Валентин Серов (Копшицер) - страница 202

Ну а собственные вещи Серова, как они попадали в галерею?

Он сам, понимая двусмысленность своего положения, больше любил, когда его картины приобретались Музеем Александра III. (Имеется письмо его по этому поводу к директору музея Д. И. Толстому.) Поэтому здесь приходилось стараться Остроухову.

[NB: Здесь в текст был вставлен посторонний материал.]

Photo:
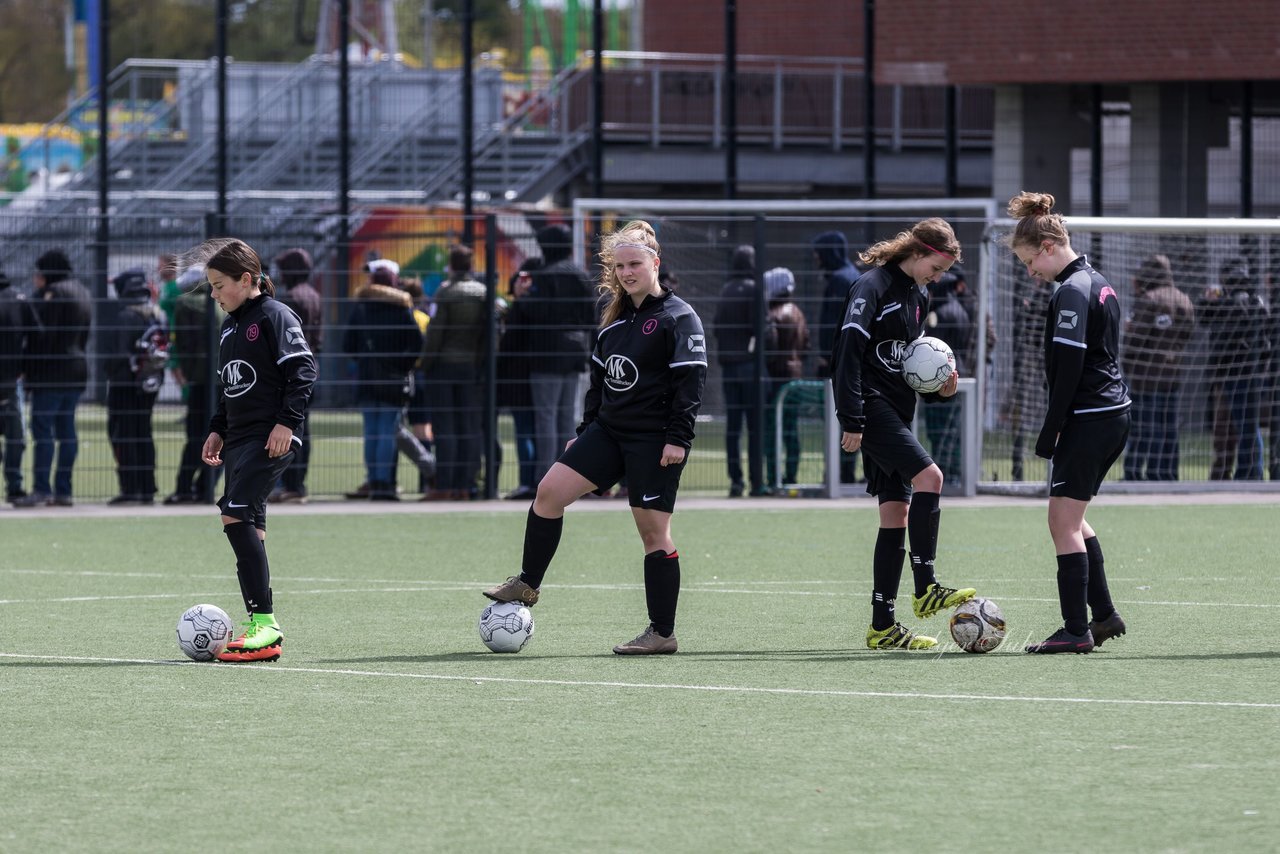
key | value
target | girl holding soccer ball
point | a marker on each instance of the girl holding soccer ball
(1087, 423)
(883, 313)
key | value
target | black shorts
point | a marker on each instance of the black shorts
(1086, 451)
(604, 457)
(891, 453)
(251, 474)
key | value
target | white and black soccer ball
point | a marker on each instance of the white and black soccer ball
(978, 625)
(506, 626)
(928, 364)
(204, 630)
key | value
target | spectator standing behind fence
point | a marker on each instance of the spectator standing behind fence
(1156, 334)
(293, 268)
(55, 373)
(415, 438)
(735, 351)
(190, 347)
(513, 379)
(560, 311)
(950, 322)
(133, 343)
(839, 273)
(13, 341)
(452, 355)
(384, 342)
(1240, 352)
(786, 345)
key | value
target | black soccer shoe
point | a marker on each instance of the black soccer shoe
(1064, 642)
(1106, 629)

С тем же Д. И. Толстым делился он своей удачей: «Я в особенности рад, что поспели вырвать удивительную (неожиданно удивительную) вещь Серова „Петр I“… Чудесная историческая картинка».

Большинство лучших картин Серова попало в Третьяковскую галерею либо при жизни самого Третьякова, либо в послереволюционное время – из частных коллекций.

Глава VI

1905 год Серов встретил в Петербурге. Здесь, в Таврическом дворце, должна была открыться историческая выставка русского портрета, новое детище Сергея Павловича Дягилева. Выставка сулила много радостей.

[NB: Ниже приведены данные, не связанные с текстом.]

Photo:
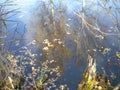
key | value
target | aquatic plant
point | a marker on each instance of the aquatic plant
(92, 80)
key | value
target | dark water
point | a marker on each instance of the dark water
(33, 21)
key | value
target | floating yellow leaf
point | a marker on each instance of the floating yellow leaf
(105, 51)
(118, 54)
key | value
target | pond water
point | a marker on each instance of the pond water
(36, 23)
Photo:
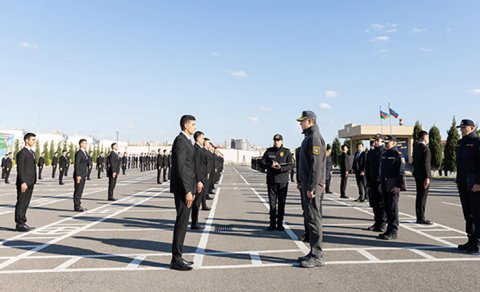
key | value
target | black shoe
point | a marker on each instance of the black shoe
(180, 266)
(425, 222)
(197, 227)
(388, 236)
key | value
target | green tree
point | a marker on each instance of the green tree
(336, 151)
(450, 147)
(435, 148)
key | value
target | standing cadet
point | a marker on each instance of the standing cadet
(344, 171)
(40, 164)
(311, 183)
(183, 186)
(468, 183)
(124, 163)
(113, 169)
(328, 169)
(63, 166)
(26, 180)
(422, 173)
(80, 171)
(278, 162)
(372, 168)
(54, 164)
(201, 169)
(392, 181)
(359, 168)
(8, 166)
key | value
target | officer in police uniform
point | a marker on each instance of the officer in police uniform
(311, 183)
(392, 181)
(278, 162)
(468, 183)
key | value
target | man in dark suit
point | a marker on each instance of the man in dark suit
(359, 169)
(113, 169)
(40, 164)
(344, 171)
(201, 168)
(54, 164)
(183, 186)
(26, 180)
(8, 166)
(62, 166)
(422, 173)
(80, 171)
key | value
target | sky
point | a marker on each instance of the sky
(244, 69)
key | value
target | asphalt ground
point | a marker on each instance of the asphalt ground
(125, 245)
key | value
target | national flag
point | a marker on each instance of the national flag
(393, 113)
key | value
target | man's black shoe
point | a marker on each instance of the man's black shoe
(180, 266)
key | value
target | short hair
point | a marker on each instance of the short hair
(422, 134)
(197, 135)
(28, 136)
(185, 119)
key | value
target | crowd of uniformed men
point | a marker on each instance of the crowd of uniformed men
(195, 166)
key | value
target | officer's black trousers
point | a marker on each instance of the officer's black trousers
(277, 193)
(181, 224)
(23, 200)
(78, 191)
(376, 202)
(313, 216)
(471, 210)
(421, 199)
(391, 209)
(112, 182)
(343, 184)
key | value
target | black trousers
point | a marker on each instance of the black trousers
(54, 169)
(112, 182)
(471, 211)
(181, 224)
(277, 192)
(391, 209)
(23, 200)
(421, 200)
(313, 218)
(343, 184)
(362, 185)
(376, 202)
(78, 191)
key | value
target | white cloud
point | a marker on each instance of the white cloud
(238, 74)
(331, 93)
(325, 106)
(27, 45)
(382, 38)
(253, 120)
(418, 30)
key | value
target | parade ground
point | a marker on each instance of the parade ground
(125, 245)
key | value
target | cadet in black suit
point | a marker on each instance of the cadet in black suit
(359, 169)
(201, 168)
(113, 169)
(344, 170)
(26, 179)
(183, 186)
(80, 171)
(422, 171)
(63, 166)
(54, 164)
(8, 166)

Серов отдыхал. Он чувствовал себя отлично. Встречался с петербургскими друзьями по «Миру искусства», бывал у Чистякова. Остановился он на сей раз у Матэ, как в былые годы, не желая, видимо, беспокоить Дягилева, занятого выставкой. Василий Васильевич был рад, мирискусники ревновали[54].

Вечером 8 января, в субботу, вернулся он домой поздно. Василий Васильевич, взволнованный, рассказал, что сегодня в Академии были беспорядки. Во двор Академии ввели улан, студенты бросили работу, потребовали, чтобы войска были выведены; их вывели только недавно. И, говорят, расположили на 5-й линии. И еще говорят, что завтра будет шествие рабочих к дворцу, возглавлять его будет священник, а войска, видимо, только для охраны порядка, но все равно как-то тревожно.

Серов знал не больше.

Ночь прошла беспокойно. Он встал рано, вышел из своей комнаты. Василий Васильевич был уже на ногах. Они прошли коридорами в классы, полутемные еще по петербургскому зимнему утру. В классе, выходящем окнами на 5-ю линию, стоял у окна скульптор Гинцбург, маленький, черный, с лысиной во всю голову, тот самый Элиасик, воспитанник Антокольского, который когда-то лепил Тоше Серову восковых лошадок. Гинцбург рассказал, что город полон войск, в Академию никого сейчас не пускают, он, Гинцбург, прошел последним.

Все трое подошли к окну. Серов раскрыл альбом; положив на подоконник, стал зарисовывать улицу и улан. На улице пустынно, закрыты лавки, закрыты дома, у ворот стоят дворники. Время близится к двенадцати, уже высоко взошло солнце, блестит снег. Со стороны Большого проспекта послышался стук копыт, мимо окон проскакали вестовые, что-то доложили высокому уланскому офицеру, тот отдал команду, тишину рассек резкий звук трубы, и сейчас же блеск множества выхваченных из ножен шашек заставил замереть сердце в предчувствии чего-то страшного. Подал команду пехотный полковник, солдаты опустились на колено, припали к ружьям.